By Andy O’Connor · April 10, 2020 Merch for this release:
Vinyl LP

Denver musician Madeline Johnston calls the music she makes as Midwife “heaven metal.” In her songs, dream pop, ambient, and lo-fi guitar combine to create the kind of juxtapositions that a term like “heaven metal” implies: lightness and weight, serenity and darkness, divinity and earthiness. Forever begins with Johnston whispering two ominous couplets: “This is really happening to me” and “get the fuck away from me, 2018.” That was the year Colin Ward, Johnston’s close friend, former roommate, and a Denver DIY lifer, passed away at 27. Two years before that, Johnston and Ward were forced to move out of Rhinoceropolis, Denver’s main DIY venue, and a breeding ground for artists. Forever is born from those dual tragedies, both of which also contain several smaller tragedies: loss of home, loss of direction, a sense that the grief will never end. 

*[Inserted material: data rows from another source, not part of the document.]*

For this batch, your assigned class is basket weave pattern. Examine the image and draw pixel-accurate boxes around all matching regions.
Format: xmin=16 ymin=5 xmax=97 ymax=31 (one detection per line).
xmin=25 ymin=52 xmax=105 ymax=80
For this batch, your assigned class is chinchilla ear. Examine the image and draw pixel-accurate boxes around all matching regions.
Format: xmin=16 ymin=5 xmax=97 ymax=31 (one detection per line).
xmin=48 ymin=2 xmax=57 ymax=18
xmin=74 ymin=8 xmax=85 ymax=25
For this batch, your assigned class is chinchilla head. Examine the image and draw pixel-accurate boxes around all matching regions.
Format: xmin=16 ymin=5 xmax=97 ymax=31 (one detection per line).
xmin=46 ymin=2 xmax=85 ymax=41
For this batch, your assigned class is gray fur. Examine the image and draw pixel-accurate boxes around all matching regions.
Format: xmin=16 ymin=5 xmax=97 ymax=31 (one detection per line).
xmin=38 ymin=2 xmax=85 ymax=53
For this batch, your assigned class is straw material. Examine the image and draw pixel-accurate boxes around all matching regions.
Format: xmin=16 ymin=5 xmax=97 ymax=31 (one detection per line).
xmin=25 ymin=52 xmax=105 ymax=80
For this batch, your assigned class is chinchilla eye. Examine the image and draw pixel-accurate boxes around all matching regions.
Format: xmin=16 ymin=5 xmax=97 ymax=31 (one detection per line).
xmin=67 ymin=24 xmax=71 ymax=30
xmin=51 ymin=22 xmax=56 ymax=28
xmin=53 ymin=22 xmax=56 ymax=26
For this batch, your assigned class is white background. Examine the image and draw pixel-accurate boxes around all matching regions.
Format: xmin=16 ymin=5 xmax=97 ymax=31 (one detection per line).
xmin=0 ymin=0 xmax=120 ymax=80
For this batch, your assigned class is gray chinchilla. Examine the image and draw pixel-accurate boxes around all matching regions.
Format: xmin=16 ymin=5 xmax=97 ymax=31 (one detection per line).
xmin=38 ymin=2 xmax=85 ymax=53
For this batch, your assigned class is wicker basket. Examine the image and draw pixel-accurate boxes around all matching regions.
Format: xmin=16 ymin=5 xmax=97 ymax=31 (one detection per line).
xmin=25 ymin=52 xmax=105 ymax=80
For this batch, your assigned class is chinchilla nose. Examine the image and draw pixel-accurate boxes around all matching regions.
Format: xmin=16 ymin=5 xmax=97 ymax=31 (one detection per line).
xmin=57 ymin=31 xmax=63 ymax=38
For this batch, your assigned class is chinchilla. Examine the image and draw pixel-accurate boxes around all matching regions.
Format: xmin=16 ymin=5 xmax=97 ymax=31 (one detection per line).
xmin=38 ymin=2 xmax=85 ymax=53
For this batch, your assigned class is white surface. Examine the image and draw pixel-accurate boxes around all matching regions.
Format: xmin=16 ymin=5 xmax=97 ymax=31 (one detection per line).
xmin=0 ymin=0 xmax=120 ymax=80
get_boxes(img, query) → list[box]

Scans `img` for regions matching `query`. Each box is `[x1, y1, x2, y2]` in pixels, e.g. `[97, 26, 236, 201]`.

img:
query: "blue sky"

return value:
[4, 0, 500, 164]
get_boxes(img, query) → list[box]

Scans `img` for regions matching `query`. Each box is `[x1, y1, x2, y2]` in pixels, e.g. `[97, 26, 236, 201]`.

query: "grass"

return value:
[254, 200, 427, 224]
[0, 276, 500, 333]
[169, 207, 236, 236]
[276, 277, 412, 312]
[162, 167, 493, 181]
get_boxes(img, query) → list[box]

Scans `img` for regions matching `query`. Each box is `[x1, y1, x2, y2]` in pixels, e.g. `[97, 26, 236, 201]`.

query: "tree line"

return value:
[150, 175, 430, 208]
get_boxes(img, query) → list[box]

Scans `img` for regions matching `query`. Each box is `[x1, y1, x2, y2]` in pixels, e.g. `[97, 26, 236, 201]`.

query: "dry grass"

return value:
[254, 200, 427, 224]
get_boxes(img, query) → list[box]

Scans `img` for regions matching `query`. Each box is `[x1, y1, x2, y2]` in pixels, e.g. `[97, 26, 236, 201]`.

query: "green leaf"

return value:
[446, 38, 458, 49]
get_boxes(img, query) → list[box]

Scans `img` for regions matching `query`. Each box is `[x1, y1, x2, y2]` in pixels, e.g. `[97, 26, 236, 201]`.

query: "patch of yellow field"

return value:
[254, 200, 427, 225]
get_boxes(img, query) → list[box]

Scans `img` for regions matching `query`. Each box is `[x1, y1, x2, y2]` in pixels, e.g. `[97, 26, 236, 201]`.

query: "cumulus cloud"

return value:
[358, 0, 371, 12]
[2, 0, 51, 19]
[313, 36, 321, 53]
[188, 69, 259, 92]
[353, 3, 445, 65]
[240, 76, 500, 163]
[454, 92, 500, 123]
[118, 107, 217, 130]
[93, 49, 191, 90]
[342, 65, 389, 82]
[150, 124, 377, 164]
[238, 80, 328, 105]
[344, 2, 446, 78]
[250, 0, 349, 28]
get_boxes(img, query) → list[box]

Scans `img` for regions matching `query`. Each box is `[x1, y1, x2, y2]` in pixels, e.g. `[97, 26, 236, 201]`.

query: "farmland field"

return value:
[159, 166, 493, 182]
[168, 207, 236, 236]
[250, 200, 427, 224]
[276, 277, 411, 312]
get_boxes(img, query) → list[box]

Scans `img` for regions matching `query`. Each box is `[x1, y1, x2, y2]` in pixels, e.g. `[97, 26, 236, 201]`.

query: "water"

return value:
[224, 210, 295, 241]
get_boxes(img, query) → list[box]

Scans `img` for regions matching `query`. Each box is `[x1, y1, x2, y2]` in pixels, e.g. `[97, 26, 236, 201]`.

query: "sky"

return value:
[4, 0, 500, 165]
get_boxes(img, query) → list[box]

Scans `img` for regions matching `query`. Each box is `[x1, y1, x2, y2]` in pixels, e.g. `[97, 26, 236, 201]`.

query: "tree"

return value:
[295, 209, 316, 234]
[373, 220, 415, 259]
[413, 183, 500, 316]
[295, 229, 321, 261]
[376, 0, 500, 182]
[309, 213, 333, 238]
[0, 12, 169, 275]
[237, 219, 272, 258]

Like her Flenser labelmate Planning For Burial, Johnston understands how to use instrumentation and effects to conjure specific emotions. Throughout, she alternates buzzy strumming with sun-streaked swells, and drapes her vocals in funereal reverb, creating a sense of sadness that feels almost boundless. On “Anyone Can Play Guitar,” the banality of twenty-something romance becomes a stark reckoning with loss. “C.R.F.W.” features a recording of Ward reading a poem he wrote, which Johnson follows with a glowing ambient passage. That interlude gives way to “S.W.I.M,” the album’s most devastating song. In it, Johnston—her voice caked in distortion—lets loose an anguished howl, which grows so loud it overpowers the guitars. It’s a bracing moment, one in which Johnston’s sorrow becomes almost tangible. She’s not fighting the loss of a loved one, she’s fighting against the acceptance of life without him. For all its digital effects and carefully manipulated textures, the core of Forever is its broken human heart.